G find the jacobian of the transformation. x = 6e−3r sin 2θ, y = e3r cos 2θ

Answer 1

Answer:

Definition:

The Jacobian of the transformation x = f(r, θ) and y = g(r ,θ)  is:

$\frac{\partial (x,y) }{\partial (r,\theta)}=\begin{vmatrix}\frac{\partial x }{\partial r} & \frac{\partial x }{\partial \theta} \\ \frac{\partial y }{\partial r} & \frac{\partial y }{\partial \theta}\end{vmatrix}$ =$\frac{\partial x}{\partial r}\cdot \frac{\partial y}{\partial \theta}-\frac{\partial x}{\partial \theta}\frac{\partial y}{\partial r}$             ......[1]

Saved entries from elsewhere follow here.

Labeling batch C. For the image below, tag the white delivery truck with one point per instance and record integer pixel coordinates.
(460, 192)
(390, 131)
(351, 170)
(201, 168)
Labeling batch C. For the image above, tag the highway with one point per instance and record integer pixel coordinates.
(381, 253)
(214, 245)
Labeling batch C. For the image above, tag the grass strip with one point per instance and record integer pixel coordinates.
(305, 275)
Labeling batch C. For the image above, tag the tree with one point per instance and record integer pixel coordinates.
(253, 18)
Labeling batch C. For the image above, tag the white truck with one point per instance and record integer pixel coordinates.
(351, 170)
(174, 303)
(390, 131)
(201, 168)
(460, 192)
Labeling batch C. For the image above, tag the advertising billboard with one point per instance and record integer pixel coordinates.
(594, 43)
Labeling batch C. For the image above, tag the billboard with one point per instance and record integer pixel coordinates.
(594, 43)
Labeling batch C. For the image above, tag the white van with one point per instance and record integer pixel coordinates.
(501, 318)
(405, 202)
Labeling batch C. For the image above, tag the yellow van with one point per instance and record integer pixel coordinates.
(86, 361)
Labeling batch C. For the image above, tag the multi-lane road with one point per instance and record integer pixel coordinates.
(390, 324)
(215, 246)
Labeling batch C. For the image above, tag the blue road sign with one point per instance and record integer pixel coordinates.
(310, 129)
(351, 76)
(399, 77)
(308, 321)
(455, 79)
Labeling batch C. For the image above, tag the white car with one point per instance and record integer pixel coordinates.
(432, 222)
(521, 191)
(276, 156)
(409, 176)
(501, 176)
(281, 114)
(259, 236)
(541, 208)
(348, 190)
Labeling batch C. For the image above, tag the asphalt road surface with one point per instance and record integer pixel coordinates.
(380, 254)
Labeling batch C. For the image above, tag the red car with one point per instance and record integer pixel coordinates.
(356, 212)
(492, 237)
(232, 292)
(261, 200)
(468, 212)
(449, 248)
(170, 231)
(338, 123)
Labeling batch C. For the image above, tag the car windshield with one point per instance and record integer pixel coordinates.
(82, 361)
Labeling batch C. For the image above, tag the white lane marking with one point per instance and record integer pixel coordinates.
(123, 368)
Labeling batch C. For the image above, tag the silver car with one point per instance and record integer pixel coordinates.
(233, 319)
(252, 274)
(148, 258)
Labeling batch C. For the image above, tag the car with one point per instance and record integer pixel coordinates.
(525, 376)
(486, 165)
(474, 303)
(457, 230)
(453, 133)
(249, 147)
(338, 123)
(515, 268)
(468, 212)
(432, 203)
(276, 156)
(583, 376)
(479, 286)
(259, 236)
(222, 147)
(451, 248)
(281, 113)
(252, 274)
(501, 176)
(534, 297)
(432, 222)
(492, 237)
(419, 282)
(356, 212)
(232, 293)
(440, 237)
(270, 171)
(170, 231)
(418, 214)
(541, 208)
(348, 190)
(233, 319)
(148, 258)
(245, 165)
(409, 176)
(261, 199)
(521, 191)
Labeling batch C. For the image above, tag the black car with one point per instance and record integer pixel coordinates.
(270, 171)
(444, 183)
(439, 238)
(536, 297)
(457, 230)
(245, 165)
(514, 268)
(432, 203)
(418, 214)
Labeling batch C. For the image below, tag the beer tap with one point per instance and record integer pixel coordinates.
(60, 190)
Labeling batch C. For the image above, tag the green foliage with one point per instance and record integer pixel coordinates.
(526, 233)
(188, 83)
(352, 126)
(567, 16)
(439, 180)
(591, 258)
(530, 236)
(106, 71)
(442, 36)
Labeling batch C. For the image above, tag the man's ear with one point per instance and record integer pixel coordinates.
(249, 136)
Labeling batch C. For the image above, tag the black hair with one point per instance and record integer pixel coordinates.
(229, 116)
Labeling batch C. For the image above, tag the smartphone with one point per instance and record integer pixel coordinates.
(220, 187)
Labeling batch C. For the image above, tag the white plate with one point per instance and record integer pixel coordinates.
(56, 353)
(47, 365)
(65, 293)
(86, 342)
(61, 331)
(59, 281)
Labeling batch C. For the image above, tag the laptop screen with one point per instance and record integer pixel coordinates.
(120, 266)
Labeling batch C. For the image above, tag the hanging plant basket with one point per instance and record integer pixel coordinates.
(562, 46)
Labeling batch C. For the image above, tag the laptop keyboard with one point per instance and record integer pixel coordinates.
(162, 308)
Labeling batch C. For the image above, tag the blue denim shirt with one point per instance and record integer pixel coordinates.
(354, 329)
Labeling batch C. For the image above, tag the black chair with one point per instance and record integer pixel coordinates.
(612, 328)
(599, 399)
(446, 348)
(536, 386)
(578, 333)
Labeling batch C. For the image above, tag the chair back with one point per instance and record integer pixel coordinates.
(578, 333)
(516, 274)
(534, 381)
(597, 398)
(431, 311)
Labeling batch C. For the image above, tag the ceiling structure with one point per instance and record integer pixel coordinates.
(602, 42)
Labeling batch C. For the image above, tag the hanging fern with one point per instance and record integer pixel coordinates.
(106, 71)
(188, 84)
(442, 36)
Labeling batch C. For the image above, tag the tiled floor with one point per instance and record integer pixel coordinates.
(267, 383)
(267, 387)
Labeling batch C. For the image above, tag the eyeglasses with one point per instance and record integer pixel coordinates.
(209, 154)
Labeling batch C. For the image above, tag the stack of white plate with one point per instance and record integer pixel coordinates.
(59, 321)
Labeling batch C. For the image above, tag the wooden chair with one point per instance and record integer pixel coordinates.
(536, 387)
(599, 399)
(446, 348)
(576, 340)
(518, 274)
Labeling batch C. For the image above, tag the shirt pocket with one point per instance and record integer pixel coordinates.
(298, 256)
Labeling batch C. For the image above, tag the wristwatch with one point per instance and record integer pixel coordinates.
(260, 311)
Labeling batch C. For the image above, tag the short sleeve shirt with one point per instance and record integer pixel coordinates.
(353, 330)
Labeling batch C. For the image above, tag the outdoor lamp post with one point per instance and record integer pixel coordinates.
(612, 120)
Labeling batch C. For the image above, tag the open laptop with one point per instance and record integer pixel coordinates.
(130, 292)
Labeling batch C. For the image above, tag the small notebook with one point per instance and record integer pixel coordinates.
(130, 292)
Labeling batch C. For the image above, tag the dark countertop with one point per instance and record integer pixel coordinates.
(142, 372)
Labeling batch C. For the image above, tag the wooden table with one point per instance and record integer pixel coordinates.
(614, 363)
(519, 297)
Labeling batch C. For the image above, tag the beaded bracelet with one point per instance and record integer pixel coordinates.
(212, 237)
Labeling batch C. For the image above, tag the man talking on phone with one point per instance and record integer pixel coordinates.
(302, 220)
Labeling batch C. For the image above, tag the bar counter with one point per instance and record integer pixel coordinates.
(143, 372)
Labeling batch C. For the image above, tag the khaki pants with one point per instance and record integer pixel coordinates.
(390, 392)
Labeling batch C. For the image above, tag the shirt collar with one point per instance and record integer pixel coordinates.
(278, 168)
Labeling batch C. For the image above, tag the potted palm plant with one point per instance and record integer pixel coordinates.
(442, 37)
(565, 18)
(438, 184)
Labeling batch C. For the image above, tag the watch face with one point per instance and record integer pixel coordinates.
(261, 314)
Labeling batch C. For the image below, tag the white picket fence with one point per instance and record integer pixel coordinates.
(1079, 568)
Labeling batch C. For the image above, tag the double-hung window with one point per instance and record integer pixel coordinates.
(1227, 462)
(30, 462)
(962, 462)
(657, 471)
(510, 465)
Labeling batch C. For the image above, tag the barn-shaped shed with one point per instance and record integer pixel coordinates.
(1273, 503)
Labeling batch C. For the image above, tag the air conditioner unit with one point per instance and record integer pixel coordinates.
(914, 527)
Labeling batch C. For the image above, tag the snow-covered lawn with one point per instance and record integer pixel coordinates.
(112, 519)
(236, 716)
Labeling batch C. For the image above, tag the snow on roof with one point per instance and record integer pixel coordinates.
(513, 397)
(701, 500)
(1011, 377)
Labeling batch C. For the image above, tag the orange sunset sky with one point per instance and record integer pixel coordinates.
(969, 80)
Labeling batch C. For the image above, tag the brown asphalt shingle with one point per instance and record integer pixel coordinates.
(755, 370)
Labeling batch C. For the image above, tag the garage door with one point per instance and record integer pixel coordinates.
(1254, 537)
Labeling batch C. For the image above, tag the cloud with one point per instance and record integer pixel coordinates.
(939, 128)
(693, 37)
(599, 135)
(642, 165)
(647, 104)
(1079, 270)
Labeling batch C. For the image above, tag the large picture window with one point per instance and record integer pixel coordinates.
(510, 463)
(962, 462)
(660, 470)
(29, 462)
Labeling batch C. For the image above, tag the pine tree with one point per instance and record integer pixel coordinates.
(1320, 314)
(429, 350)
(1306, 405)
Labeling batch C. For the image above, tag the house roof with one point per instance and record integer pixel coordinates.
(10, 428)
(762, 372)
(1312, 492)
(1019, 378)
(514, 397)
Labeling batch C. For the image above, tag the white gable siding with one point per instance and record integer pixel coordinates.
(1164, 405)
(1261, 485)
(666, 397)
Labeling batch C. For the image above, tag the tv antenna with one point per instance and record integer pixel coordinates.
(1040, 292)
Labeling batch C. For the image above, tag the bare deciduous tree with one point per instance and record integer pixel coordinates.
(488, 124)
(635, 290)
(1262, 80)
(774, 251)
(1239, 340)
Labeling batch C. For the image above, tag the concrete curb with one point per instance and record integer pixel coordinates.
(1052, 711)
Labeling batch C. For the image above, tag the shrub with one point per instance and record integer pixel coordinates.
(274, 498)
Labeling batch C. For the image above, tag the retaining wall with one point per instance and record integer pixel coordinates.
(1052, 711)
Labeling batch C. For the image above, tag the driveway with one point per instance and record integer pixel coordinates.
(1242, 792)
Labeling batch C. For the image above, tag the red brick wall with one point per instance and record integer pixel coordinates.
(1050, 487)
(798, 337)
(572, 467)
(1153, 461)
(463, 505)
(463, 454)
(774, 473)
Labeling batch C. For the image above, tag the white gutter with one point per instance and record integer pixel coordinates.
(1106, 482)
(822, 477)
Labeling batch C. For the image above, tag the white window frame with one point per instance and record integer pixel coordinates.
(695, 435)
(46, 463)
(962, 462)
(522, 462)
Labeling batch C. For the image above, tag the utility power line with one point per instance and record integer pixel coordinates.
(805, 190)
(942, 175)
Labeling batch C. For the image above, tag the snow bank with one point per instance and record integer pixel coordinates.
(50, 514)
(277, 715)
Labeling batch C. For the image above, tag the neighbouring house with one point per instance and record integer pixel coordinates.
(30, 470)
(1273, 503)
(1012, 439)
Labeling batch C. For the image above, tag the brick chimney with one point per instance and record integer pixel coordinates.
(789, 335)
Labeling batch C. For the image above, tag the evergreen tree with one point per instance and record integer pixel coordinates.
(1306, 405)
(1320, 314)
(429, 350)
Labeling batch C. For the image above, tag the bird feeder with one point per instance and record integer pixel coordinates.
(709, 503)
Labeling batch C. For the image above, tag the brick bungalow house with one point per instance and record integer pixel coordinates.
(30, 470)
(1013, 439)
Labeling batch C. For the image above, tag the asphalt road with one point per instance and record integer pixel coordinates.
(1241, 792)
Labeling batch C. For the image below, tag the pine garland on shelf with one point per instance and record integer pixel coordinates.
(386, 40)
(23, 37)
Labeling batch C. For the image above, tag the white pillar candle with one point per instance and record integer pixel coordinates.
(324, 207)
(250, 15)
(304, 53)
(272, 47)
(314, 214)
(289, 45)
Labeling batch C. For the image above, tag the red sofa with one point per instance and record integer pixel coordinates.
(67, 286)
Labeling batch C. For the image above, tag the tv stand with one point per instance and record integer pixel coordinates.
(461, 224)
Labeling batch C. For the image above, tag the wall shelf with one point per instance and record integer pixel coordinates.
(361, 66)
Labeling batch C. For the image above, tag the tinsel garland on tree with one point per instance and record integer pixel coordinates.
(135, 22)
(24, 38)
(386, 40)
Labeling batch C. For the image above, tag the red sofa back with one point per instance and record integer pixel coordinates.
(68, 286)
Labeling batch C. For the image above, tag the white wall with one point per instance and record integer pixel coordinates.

Given: $x=6e^{-3r}\sin 2\theta$ and  $y=e^{3r}\cos 2\theta$

then,  

$\frac{\partial x}{\partial r} = -18e^{-3r}\sin 2\theta$

$\frac{\partial x}{\partial \theta} = 6e^{-3r}(2 \cos 2\theta) = 12e^{-3r}\cos 2\theta$  

$\frac{\partial y}{\partial r} = 3e^{3r}\cos 2\theta$

and      

$\frac{\partial y}{\partial \theta} = e^{3r}(-2 \sin 2\theta) = -2e^{3r}\sin 2\theta$

Substitute these value in [1] ;  

$\begin{vmatrix}\frac{\partial x }{\partial r} & \frac{\partial x }{\partial \theta} \\ \frac{\partial y }{\partial r} & \frac{\partial y }{\partial \theta}\end{vmatrix}=\begin{vmatrix}-18e^{-3r}\sin 2\theta & 12e^{-3r}\cos 2\theta\\ 3e^{3r}\cos 2\theta &- 2e^{3r}\sin 2\theta\end{vmatrix}$

=$(-18e^{-3r}\sin 2\theta)\cdot(-2e^{3r}\sin 2\theta)-(12e^{-3r}\cos 2\theta)\cdot(3e^{3r}\cos 2\theta)$

 =$(-18 \cdot -2)e^{-3r+3r} \sin^2 2\theta - (12 \cdot 3)e^{-3r+3r} \cos^2 2\theta$

On simplify:

$\begin{vmatrix}-18e^{-3r}\sin 2\theta & 12e^{-3r}\cos 2\theta\\ 3e^{3r}\cos 2\theta &- 2e^{3r}\sin 2\theta\end{vmatrix} = 36 \sin^2 2\theta -36 \cos^2 2\theta=36(\sin^2 2\theta-\cos^2 2\theta)$                                                                            

 =$-36 (\cos 4\theta)$  

 [ Use $\cos^2 2\theta -\sin^2 2\theta = \cos(4\theta)$]

therefore, the jacobian transformation of $x=6e^{-3r}\sin 2\theta$ and  $y=e^{3r}\cos 2\theta$ is; $-36 (\cos 4\theta)$